In this retelling we have created new meanings. I started to tell everyone that my mother was dead. In fact, when I went to boarding school two years later I was the youngest in the class and the only one who could read and write. As a researcher, it is compelling reading. I crossed a bridge and looked down at the river.
I see her eyes which are almost closed, a waxy rheum collecting in a pool on her lower lids. Patterns of behaviour might be passed on from one generation to the next as a child observes an ill parent, dealing perhaps with their own unprocessed trauma. In the meantime my beliefs about research were changing. Over the last ten years or so many former refugee children like me have written books about their experiences. The contributors tell powerful stories of traumatic childhood events, including bereavement, abuse and evacuation and separation from parents.

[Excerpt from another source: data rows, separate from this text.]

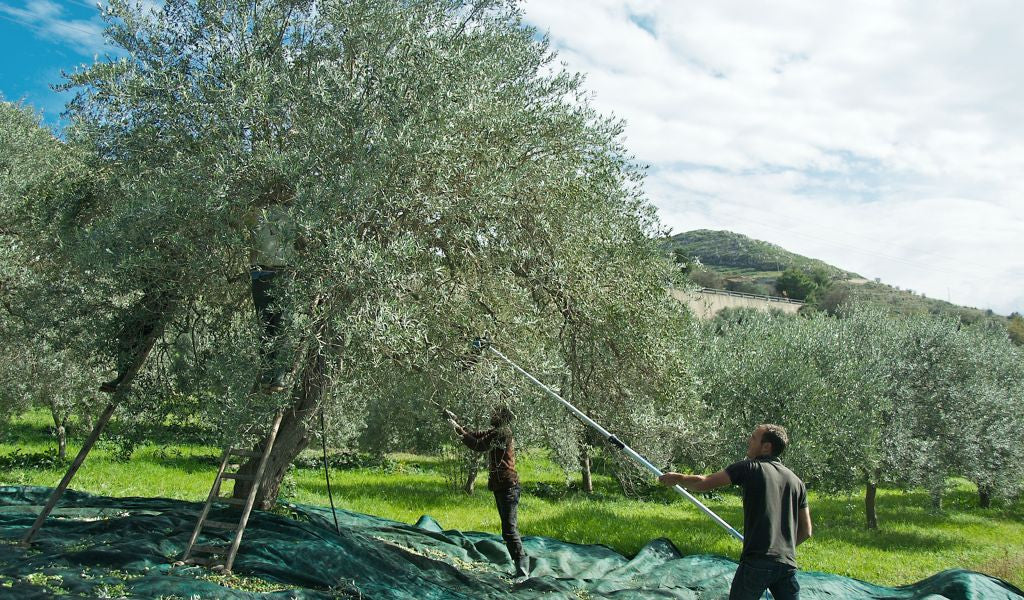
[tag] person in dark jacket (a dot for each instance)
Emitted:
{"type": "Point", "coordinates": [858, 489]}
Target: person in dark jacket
{"type": "Point", "coordinates": [776, 517]}
{"type": "Point", "coordinates": [502, 477]}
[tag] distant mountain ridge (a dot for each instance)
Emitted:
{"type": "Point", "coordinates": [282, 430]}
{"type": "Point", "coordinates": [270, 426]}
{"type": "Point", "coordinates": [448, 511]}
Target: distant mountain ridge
{"type": "Point", "coordinates": [735, 254]}
{"type": "Point", "coordinates": [736, 262]}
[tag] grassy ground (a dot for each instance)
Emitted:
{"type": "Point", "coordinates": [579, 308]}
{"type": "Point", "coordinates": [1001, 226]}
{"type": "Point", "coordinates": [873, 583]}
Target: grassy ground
{"type": "Point", "coordinates": [911, 544]}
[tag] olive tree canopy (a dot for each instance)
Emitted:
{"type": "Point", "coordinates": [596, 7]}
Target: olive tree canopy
{"type": "Point", "coordinates": [445, 176]}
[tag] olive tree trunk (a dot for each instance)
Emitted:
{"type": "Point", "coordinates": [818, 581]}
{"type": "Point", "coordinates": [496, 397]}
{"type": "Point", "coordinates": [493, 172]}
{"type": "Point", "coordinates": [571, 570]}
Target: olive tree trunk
{"type": "Point", "coordinates": [293, 436]}
{"type": "Point", "coordinates": [588, 481]}
{"type": "Point", "coordinates": [869, 506]}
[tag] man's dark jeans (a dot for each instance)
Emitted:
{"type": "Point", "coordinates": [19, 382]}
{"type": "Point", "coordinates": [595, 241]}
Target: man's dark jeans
{"type": "Point", "coordinates": [508, 507]}
{"type": "Point", "coordinates": [265, 287]}
{"type": "Point", "coordinates": [755, 575]}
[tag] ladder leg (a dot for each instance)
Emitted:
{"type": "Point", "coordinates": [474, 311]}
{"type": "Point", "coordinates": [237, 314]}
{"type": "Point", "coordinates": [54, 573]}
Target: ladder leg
{"type": "Point", "coordinates": [214, 493]}
{"type": "Point", "coordinates": [247, 509]}
{"type": "Point", "coordinates": [58, 491]}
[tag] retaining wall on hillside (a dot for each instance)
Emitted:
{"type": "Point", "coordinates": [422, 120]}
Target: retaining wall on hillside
{"type": "Point", "coordinates": [706, 302]}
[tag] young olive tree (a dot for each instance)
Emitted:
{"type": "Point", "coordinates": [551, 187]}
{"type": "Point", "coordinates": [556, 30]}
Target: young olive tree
{"type": "Point", "coordinates": [990, 422]}
{"type": "Point", "coordinates": [43, 304]}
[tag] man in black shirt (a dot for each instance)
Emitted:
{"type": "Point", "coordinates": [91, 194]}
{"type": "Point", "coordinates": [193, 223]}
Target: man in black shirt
{"type": "Point", "coordinates": [776, 518]}
{"type": "Point", "coordinates": [503, 479]}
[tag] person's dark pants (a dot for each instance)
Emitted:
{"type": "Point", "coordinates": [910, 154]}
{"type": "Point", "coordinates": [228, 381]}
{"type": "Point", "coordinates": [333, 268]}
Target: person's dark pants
{"type": "Point", "coordinates": [142, 324]}
{"type": "Point", "coordinates": [755, 575]}
{"type": "Point", "coordinates": [265, 290]}
{"type": "Point", "coordinates": [508, 507]}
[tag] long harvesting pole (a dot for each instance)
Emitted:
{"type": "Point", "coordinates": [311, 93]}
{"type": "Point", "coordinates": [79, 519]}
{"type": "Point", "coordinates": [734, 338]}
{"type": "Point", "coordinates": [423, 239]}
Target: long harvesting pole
{"type": "Point", "coordinates": [616, 442]}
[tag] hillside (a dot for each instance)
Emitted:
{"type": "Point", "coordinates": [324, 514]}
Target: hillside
{"type": "Point", "coordinates": [730, 253]}
{"type": "Point", "coordinates": [734, 261]}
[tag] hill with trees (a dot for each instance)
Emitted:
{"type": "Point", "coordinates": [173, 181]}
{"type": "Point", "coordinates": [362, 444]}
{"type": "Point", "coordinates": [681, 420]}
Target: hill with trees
{"type": "Point", "coordinates": [733, 261]}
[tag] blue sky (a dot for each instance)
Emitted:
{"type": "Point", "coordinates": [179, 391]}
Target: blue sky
{"type": "Point", "coordinates": [884, 137]}
{"type": "Point", "coordinates": [40, 39]}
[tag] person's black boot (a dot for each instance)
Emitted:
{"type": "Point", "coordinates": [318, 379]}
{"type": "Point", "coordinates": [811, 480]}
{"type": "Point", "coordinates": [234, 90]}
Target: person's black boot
{"type": "Point", "coordinates": [279, 382]}
{"type": "Point", "coordinates": [109, 387]}
{"type": "Point", "coordinates": [521, 567]}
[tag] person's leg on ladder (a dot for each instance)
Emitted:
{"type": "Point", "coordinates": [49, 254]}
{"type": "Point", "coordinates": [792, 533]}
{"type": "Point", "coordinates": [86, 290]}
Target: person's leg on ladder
{"type": "Point", "coordinates": [751, 581]}
{"type": "Point", "coordinates": [264, 289]}
{"type": "Point", "coordinates": [508, 508]}
{"type": "Point", "coordinates": [785, 586]}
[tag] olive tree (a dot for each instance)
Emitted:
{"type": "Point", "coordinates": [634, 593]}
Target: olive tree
{"type": "Point", "coordinates": [443, 174]}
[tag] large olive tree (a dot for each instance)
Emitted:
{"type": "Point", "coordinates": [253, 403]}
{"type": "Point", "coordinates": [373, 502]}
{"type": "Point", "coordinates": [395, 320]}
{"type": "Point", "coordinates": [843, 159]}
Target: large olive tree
{"type": "Point", "coordinates": [444, 176]}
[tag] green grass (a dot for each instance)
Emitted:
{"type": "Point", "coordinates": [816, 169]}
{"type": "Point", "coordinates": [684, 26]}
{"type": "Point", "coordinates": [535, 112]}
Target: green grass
{"type": "Point", "coordinates": [911, 544]}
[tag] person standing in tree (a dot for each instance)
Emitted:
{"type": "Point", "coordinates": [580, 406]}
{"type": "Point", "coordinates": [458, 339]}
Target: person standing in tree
{"type": "Point", "coordinates": [776, 517]}
{"type": "Point", "coordinates": [272, 237]}
{"type": "Point", "coordinates": [502, 477]}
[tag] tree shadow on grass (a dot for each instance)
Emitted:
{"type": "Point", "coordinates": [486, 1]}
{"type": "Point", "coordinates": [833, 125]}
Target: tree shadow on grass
{"type": "Point", "coordinates": [20, 432]}
{"type": "Point", "coordinates": [424, 497]}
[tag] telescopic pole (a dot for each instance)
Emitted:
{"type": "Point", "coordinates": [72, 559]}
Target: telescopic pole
{"type": "Point", "coordinates": [617, 443]}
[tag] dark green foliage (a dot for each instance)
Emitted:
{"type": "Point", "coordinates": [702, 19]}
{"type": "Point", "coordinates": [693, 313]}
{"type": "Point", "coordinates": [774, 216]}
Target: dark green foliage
{"type": "Point", "coordinates": [796, 284]}
{"type": "Point", "coordinates": [1016, 329]}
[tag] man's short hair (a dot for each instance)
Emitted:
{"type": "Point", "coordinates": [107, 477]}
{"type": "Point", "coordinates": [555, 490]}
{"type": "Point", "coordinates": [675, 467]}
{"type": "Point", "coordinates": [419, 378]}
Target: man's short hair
{"type": "Point", "coordinates": [776, 436]}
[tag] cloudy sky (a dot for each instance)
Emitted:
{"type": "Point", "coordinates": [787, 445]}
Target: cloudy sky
{"type": "Point", "coordinates": [884, 137]}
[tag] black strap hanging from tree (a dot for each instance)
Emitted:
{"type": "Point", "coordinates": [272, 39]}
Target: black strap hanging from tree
{"type": "Point", "coordinates": [327, 472]}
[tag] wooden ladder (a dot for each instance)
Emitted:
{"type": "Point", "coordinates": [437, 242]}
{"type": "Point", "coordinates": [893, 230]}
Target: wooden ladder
{"type": "Point", "coordinates": [216, 553]}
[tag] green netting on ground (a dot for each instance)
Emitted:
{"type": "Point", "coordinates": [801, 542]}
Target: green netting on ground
{"type": "Point", "coordinates": [123, 547]}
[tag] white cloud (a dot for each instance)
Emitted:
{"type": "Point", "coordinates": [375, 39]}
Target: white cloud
{"type": "Point", "coordinates": [884, 137]}
{"type": "Point", "coordinates": [49, 20]}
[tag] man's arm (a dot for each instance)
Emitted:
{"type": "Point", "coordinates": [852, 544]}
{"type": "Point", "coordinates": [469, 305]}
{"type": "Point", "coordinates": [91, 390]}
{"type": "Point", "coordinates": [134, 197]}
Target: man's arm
{"type": "Point", "coordinates": [696, 482]}
{"type": "Point", "coordinates": [804, 527]}
{"type": "Point", "coordinates": [479, 441]}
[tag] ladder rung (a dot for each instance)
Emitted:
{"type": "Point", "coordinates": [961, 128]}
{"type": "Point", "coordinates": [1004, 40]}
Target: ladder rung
{"type": "Point", "coordinates": [211, 561]}
{"type": "Point", "coordinates": [221, 550]}
{"type": "Point", "coordinates": [237, 476]}
{"type": "Point", "coordinates": [219, 524]}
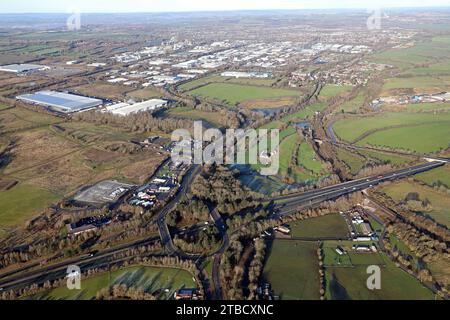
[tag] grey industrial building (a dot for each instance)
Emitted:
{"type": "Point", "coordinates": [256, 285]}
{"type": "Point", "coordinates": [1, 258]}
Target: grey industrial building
{"type": "Point", "coordinates": [61, 102]}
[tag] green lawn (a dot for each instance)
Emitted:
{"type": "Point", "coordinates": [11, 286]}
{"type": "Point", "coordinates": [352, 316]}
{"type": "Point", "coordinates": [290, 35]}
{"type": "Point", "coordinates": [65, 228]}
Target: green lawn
{"type": "Point", "coordinates": [440, 202]}
{"type": "Point", "coordinates": [330, 91]}
{"type": "Point", "coordinates": [22, 202]}
{"type": "Point", "coordinates": [386, 157]}
{"type": "Point", "coordinates": [428, 106]}
{"type": "Point", "coordinates": [213, 118]}
{"type": "Point", "coordinates": [234, 94]}
{"type": "Point", "coordinates": [422, 133]}
{"type": "Point", "coordinates": [353, 161]}
{"type": "Point", "coordinates": [344, 283]}
{"type": "Point", "coordinates": [150, 279]}
{"type": "Point", "coordinates": [424, 139]}
{"type": "Point", "coordinates": [292, 270]}
{"type": "Point", "coordinates": [308, 159]}
{"type": "Point", "coordinates": [305, 113]}
{"type": "Point", "coordinates": [436, 177]}
{"type": "Point", "coordinates": [287, 149]}
{"type": "Point", "coordinates": [332, 225]}
{"type": "Point", "coordinates": [355, 104]}
{"type": "Point", "coordinates": [352, 128]}
{"type": "Point", "coordinates": [415, 83]}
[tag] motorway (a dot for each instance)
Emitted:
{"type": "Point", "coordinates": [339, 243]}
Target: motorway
{"type": "Point", "coordinates": [289, 204]}
{"type": "Point", "coordinates": [284, 205]}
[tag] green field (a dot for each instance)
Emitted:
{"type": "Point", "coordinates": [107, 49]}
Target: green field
{"type": "Point", "coordinates": [344, 283]}
{"type": "Point", "coordinates": [428, 107]}
{"type": "Point", "coordinates": [22, 202]}
{"type": "Point", "coordinates": [422, 139]}
{"type": "Point", "coordinates": [151, 279]}
{"type": "Point", "coordinates": [234, 94]}
{"type": "Point", "coordinates": [440, 202]}
{"type": "Point", "coordinates": [292, 270]}
{"type": "Point", "coordinates": [219, 79]}
{"type": "Point", "coordinates": [305, 113]}
{"type": "Point", "coordinates": [353, 161]}
{"type": "Point", "coordinates": [214, 118]}
{"type": "Point", "coordinates": [386, 157]}
{"type": "Point", "coordinates": [330, 91]}
{"type": "Point", "coordinates": [287, 149]}
{"type": "Point", "coordinates": [422, 133]}
{"type": "Point", "coordinates": [308, 159]}
{"type": "Point", "coordinates": [332, 225]}
{"type": "Point", "coordinates": [354, 104]}
{"type": "Point", "coordinates": [436, 177]}
{"type": "Point", "coordinates": [424, 52]}
{"type": "Point", "coordinates": [416, 83]}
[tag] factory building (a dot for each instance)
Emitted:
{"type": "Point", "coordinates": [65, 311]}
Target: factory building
{"type": "Point", "coordinates": [124, 109]}
{"type": "Point", "coordinates": [61, 102]}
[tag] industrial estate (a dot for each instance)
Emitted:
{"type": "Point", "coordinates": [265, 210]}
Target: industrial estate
{"type": "Point", "coordinates": [87, 178]}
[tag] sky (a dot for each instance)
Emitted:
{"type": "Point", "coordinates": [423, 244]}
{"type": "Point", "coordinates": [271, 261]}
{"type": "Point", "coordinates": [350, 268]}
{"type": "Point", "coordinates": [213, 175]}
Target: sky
{"type": "Point", "coordinates": [107, 6]}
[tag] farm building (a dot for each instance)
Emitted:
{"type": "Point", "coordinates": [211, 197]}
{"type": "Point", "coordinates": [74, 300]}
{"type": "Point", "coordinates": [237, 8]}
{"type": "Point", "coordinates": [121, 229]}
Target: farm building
{"type": "Point", "coordinates": [61, 102]}
{"type": "Point", "coordinates": [124, 109]}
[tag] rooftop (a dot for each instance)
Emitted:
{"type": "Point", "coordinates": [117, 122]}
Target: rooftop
{"type": "Point", "coordinates": [64, 102]}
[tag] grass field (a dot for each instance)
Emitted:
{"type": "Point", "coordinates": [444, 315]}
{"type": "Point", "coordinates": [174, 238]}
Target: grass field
{"type": "Point", "coordinates": [234, 94]}
{"type": "Point", "coordinates": [151, 279]}
{"type": "Point", "coordinates": [219, 79]}
{"type": "Point", "coordinates": [424, 52]}
{"type": "Point", "coordinates": [428, 107]}
{"type": "Point", "coordinates": [144, 94]}
{"type": "Point", "coordinates": [306, 113]}
{"type": "Point", "coordinates": [386, 157]}
{"type": "Point", "coordinates": [292, 270]}
{"type": "Point", "coordinates": [435, 177]}
{"type": "Point", "coordinates": [424, 139]}
{"type": "Point", "coordinates": [308, 159]}
{"type": "Point", "coordinates": [417, 83]}
{"type": "Point", "coordinates": [22, 202]}
{"type": "Point", "coordinates": [287, 149]}
{"type": "Point", "coordinates": [332, 225]}
{"type": "Point", "coordinates": [353, 161]}
{"type": "Point", "coordinates": [344, 283]}
{"type": "Point", "coordinates": [422, 133]}
{"type": "Point", "coordinates": [354, 104]}
{"type": "Point", "coordinates": [18, 119]}
{"type": "Point", "coordinates": [440, 202]}
{"type": "Point", "coordinates": [214, 118]}
{"type": "Point", "coordinates": [330, 91]}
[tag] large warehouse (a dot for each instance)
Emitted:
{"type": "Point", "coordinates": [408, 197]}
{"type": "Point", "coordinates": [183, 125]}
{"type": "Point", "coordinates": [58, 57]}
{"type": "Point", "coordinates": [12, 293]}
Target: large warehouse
{"type": "Point", "coordinates": [124, 109]}
{"type": "Point", "coordinates": [61, 102]}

I knew it was naughty to pee in my bed. I thought of Keith, my husband, and my children. He maintained his identity as a German in exile, met a German au pair girl when he was at Cambridge university and later settled permanently in Germany. We were always trying to make peace. A man in my study told me how at times when he attempted to remember his childhood he experienced pain and pressure in his rectum and a choking sensation in his throat; his arms and legs would flail about uncontrollably as though fighting off an attacker Etherington 1995. Each author also shows the pathway they have taken towards transforming their bodies to well-being. At the time of that reunion I had been a psychotherapist for nine years and a marriage counsellor for four years before that.